Extreme weather is now shaping international law

Andrew Freedman

The ties between human-caused climate change and extreme weather events became even more obvious in 2022 — and, for the first time, played a starring role in climate diplomacy.

Why it matters: The deadly, widespread flooding in Pakistan in late summer helped galvanize international support for a way to compensate poor countries for the disproportionate share of climate damage they are bearing.

The big picture: The world saw a litany of extreme weather and climate events in 2022, many of which scientists concluded were made more likely and/or severe due to climate change.

Europe was ravaged by deadly heat waves and wildfires.

Hurricane Ian was especially deadly, and went on a turbocharged boost of rapid intensification as it approached the vulnerable coast of southwest Florida in September.

Parts of Australia were hit by multiple rounds of flooding in 2022, consistent with both a La Niña event in the tropical Pacific Ocean and climate change trends in heavy precipitation events.

Extraordinary heat and drought struck China for more than two months over the summer, with more than 200 all-time high temperature records set.

And a devastating drought and famine continues to grip the Horn of Africa, which has ties to climate change, as well as climate cycles in the Pacific and Indian Oceans.

Zoom in: Any one of these events could have spurred policy changes, but it was the flooding in Pakistan that gave diplomats from developing nations the moral high ground needed to secure a deal at the COP27 climate talks on the fraught issue of “loss and damage.”

Loss and damage is UN-speak for the impacts of climate change in less developed countries, which have contributed comparably little to causing the problem yet are suffering from some of the worst consequences.

Ever since the Rio Earth Summit in 1992, the UN climate talks have featured periodic dustups on this topic, with little progress made until COP27 in Egypt in the fall.
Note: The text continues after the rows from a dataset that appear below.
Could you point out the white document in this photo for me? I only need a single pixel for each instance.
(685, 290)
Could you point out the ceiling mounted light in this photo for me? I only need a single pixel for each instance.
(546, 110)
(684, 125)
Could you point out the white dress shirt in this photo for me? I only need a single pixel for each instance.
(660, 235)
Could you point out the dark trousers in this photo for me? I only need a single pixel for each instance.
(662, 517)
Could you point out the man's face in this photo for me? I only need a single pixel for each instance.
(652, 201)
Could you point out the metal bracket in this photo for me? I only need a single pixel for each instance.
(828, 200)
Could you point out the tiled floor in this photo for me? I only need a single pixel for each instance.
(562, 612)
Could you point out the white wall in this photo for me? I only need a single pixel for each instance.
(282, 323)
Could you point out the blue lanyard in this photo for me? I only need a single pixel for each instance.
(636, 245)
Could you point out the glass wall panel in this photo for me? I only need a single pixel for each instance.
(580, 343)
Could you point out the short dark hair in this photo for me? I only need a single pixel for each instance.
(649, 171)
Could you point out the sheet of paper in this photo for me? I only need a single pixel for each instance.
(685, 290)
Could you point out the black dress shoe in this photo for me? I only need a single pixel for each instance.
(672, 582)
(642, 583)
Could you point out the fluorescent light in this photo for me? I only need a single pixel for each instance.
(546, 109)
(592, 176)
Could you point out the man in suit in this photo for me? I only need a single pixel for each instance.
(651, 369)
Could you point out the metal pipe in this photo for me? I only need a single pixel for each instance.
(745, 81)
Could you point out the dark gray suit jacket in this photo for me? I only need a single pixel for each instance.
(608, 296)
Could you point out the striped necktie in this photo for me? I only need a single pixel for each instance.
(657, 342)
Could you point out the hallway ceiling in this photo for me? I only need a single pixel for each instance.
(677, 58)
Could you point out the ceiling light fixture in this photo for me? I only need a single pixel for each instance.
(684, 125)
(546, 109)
There, diplomats from industrialized countries including the U.S., agreed to a two-year process of discussions to establish a fund that would compensate developing nations for the climate damage that they cannot adapt to.

Between the lines: The disaster in Pakistan likely had climate change ties, according to scientific investigations of the event.

For example, a study published in the wake of the disaster found that human-caused global warming likely increased two-month rainfall amounts by up to 50%. Climate change may have increased five-day rainfall amounts in just two of the hardest-hit provinces by up to 75%, the study found.

The intrigue: Just as each year is not expected to be the warmest year on record, due to the interaction between global warming and natural climate variability, not every year will set records for the worst climate disasters, either.

For example, even though 2022 was destructive in many parts of the world, the West Coast of the U.S. enjoyed a respite from the recent trend of record wildfires.

What they’re saying: “This dystopia is on our doorstep; it’s going to be next in their country,” said Pakistan’s climate minister, Sherry Rehman, in a September interview with Time, speaking of industrialized nations. “If you’re not understanding that it’s right here, right now, or that actions need to be taken post-haste, then you’re really sleepwalking into annihilation.”